Gretchen Morgenson yesterday wrote a big piece for TheNew York Times about private equity, essentially arguing that its endemic secrecy does not comport with its reliance on public pension investors.

A lot of stuff in there had already been reported, such as private equity’s knee-jerk transparency reticence and the fact that limited partners (including public pensions) will cover the portion of collusion case settlements that aren’t already covered by insurance. But there also was information we didn’t know, such as how Kohlberg Kravis Roberts & Co. (KKR) has a clause in one of its flagship funds that allows it to “reduce or eliminate the duties, including fiduciary duties to the fund and the limited partners to which the general partner would otherwise be subject.”

The full piece is worth a read, and can be found here. And, if you do so, here are some follow-up thoughts:

1. Morgenson writes of the collusion case that “municipal employees and retirees pay part of that settlement cost.” Well, not really. The pension’s assets will be reduced by that amount, but it’s not as if the settlement directly eats into retiree payments. If the system goes under or institutes payment reductions due to underfunding, then there is a causation, but the story incorrectly makes it seem like today’s retirees are out cash.

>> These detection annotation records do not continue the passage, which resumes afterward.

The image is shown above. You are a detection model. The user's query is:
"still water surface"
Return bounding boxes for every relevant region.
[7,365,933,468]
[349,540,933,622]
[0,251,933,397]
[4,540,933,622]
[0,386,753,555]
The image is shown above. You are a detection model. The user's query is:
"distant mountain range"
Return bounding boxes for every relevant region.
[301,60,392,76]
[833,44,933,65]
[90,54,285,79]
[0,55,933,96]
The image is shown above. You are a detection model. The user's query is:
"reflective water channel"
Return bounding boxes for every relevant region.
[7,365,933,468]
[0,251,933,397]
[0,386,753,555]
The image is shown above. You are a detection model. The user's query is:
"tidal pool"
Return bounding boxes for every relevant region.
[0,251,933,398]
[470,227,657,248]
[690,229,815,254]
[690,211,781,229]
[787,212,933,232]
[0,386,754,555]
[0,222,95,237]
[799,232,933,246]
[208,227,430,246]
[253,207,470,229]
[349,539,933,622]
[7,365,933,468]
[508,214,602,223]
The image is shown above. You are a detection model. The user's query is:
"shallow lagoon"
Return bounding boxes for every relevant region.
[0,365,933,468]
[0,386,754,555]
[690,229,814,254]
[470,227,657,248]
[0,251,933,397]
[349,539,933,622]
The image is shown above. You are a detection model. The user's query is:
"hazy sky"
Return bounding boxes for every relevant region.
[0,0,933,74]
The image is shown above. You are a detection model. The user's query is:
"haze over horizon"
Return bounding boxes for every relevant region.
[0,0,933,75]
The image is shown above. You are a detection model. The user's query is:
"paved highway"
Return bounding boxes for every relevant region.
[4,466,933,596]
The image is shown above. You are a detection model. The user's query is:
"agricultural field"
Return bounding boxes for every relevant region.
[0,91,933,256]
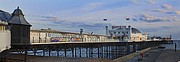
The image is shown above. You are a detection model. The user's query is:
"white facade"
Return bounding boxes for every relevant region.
[109,26,147,42]
[0,20,11,53]
[30,29,114,43]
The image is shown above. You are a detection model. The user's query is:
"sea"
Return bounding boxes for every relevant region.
[161,40,180,50]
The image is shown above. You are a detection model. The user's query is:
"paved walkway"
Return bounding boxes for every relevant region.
[127,48,180,62]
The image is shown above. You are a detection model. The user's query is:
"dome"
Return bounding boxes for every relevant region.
[132,28,141,33]
[0,10,11,22]
[9,7,31,26]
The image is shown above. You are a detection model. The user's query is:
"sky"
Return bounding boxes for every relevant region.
[0,0,180,39]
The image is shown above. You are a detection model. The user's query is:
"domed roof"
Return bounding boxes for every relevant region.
[9,7,31,26]
[0,10,11,22]
[132,28,141,33]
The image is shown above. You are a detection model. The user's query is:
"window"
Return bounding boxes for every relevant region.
[114,32,116,34]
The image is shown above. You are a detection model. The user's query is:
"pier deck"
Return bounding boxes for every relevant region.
[126,49,180,62]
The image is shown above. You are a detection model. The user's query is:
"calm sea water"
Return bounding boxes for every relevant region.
[161,40,180,50]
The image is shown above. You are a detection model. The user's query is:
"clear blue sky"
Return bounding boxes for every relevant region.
[0,0,180,39]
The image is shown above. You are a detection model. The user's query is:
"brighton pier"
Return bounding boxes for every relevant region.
[0,7,171,62]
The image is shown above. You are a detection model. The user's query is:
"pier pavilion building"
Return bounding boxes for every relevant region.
[30,29,114,43]
[106,26,147,42]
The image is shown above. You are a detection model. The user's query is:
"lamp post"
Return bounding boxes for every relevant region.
[103,19,108,35]
[80,29,83,42]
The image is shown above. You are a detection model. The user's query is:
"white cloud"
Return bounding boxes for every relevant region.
[81,2,104,11]
[146,0,156,4]
[174,10,180,14]
[161,4,173,9]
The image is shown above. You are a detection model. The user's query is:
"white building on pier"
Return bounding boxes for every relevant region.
[106,26,147,42]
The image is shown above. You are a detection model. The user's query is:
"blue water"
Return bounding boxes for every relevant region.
[161,40,180,50]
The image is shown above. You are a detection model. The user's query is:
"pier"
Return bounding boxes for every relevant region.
[7,41,170,60]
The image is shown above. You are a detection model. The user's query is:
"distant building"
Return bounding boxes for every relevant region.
[106,26,147,42]
[0,10,11,53]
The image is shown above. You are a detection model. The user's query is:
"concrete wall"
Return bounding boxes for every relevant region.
[0,30,11,53]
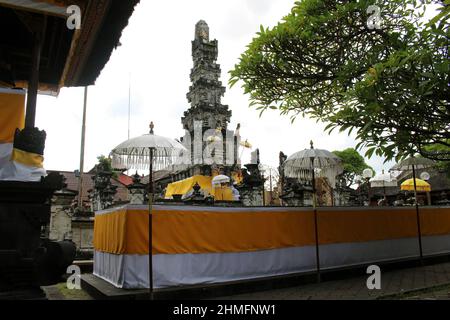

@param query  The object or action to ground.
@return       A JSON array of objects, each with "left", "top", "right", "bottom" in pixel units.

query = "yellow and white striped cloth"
[
  {"left": 0, "top": 88, "right": 46, "bottom": 181},
  {"left": 94, "top": 205, "right": 450, "bottom": 288}
]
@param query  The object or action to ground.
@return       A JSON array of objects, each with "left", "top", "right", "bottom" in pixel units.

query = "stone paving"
[{"left": 213, "top": 263, "right": 450, "bottom": 300}]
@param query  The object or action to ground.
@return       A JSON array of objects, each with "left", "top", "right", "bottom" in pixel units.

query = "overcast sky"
[{"left": 36, "top": 0, "right": 398, "bottom": 172}]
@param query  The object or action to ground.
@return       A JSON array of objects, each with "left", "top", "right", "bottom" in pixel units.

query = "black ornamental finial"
[{"left": 149, "top": 121, "right": 155, "bottom": 134}]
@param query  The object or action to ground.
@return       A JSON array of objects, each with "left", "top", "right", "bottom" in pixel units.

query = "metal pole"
[
  {"left": 148, "top": 148, "right": 153, "bottom": 300},
  {"left": 78, "top": 86, "right": 88, "bottom": 210},
  {"left": 269, "top": 168, "right": 273, "bottom": 205},
  {"left": 412, "top": 164, "right": 423, "bottom": 265},
  {"left": 311, "top": 158, "right": 321, "bottom": 283},
  {"left": 25, "top": 16, "right": 47, "bottom": 128},
  {"left": 128, "top": 72, "right": 131, "bottom": 139}
]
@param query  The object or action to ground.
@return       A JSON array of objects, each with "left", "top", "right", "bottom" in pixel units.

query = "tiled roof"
[{"left": 47, "top": 170, "right": 128, "bottom": 202}]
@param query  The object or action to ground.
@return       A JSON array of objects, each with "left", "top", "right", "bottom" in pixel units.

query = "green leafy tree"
[
  {"left": 230, "top": 0, "right": 450, "bottom": 160},
  {"left": 426, "top": 140, "right": 450, "bottom": 179},
  {"left": 333, "top": 148, "right": 373, "bottom": 187},
  {"left": 96, "top": 155, "right": 118, "bottom": 178}
]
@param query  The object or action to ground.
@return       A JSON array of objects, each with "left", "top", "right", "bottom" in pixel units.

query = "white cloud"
[{"left": 36, "top": 0, "right": 390, "bottom": 175}]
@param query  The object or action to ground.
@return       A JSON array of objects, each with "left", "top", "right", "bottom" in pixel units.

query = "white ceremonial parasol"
[
  {"left": 283, "top": 141, "right": 344, "bottom": 282},
  {"left": 111, "top": 122, "right": 187, "bottom": 298}
]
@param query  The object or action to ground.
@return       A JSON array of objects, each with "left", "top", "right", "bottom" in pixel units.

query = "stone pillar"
[
  {"left": 48, "top": 189, "right": 78, "bottom": 241},
  {"left": 128, "top": 172, "right": 146, "bottom": 204}
]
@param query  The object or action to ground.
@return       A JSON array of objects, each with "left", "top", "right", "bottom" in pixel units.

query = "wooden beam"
[
  {"left": 0, "top": 0, "right": 68, "bottom": 17},
  {"left": 25, "top": 16, "right": 47, "bottom": 128}
]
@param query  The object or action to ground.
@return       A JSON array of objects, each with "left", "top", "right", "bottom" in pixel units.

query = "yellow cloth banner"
[
  {"left": 0, "top": 90, "right": 25, "bottom": 143},
  {"left": 94, "top": 208, "right": 450, "bottom": 254},
  {"left": 164, "top": 175, "right": 233, "bottom": 201},
  {"left": 11, "top": 148, "right": 44, "bottom": 168}
]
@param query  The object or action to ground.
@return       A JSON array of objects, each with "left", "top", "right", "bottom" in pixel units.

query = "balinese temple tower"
[{"left": 181, "top": 20, "right": 240, "bottom": 176}]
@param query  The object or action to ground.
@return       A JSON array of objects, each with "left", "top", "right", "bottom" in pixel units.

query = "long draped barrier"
[{"left": 94, "top": 205, "right": 450, "bottom": 288}]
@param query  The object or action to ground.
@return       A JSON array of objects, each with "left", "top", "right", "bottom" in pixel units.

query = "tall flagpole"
[
  {"left": 128, "top": 72, "right": 131, "bottom": 139},
  {"left": 78, "top": 86, "right": 88, "bottom": 210}
]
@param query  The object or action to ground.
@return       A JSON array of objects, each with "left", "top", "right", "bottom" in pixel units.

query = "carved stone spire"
[{"left": 181, "top": 20, "right": 231, "bottom": 132}]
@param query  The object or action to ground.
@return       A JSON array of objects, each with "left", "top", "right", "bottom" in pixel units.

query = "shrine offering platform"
[{"left": 94, "top": 205, "right": 450, "bottom": 289}]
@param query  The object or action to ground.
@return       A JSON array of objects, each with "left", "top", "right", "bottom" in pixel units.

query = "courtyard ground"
[{"left": 43, "top": 262, "right": 450, "bottom": 300}]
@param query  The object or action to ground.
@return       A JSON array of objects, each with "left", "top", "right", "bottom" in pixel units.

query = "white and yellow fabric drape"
[
  {"left": 0, "top": 88, "right": 46, "bottom": 181},
  {"left": 164, "top": 175, "right": 233, "bottom": 201},
  {"left": 94, "top": 206, "right": 450, "bottom": 288}
]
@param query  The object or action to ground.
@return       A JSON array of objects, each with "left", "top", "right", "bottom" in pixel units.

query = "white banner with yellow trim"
[{"left": 94, "top": 205, "right": 450, "bottom": 288}]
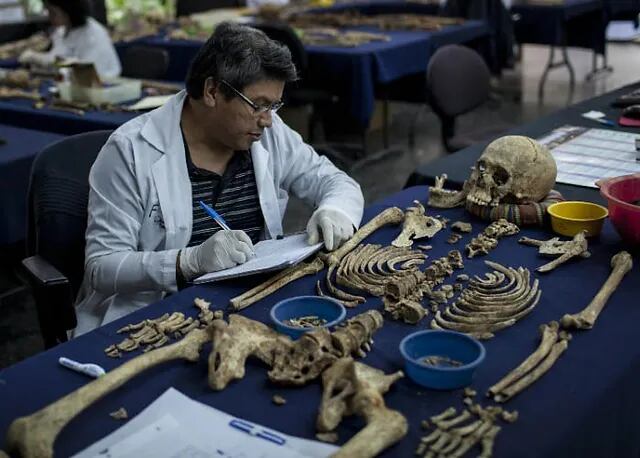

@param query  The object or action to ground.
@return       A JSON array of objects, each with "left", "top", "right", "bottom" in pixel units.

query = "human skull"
[{"left": 467, "top": 135, "right": 557, "bottom": 207}]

2. It’s too bad Morgenson never notes that the much broader issue of LP payments relates to run-of-the-mill class-action lawsuits (or threats of class-action lawsuits) that now seem to be brought in every single take-private (whether or not it has merit). In almost all of these situations, the private equity firm settles and LPs are on the hook for legal costs not covered by insurance. Nor does she delve at all into the collusion case itself, where the underlying legal premise has always been questionable.

3. Much of her story compares redacted versions of limited partnership agreements obtained via state FOIA requests to unredacted versions obtained by the NYT — including on from The Carlyle Group (CG) — with an emphasis on how overwrought the black-lining is. In general, such redactions often are made by law firms trying to protect their own “proprietary” LPA docs, rather than the PE firm trying to pull one over on someone (not that the latter hasn’t also been known to happen).

4. All of this leads back to a point I first made in May: Private equity should simplify and standardize LPA docs. Read my earlier argument by going here.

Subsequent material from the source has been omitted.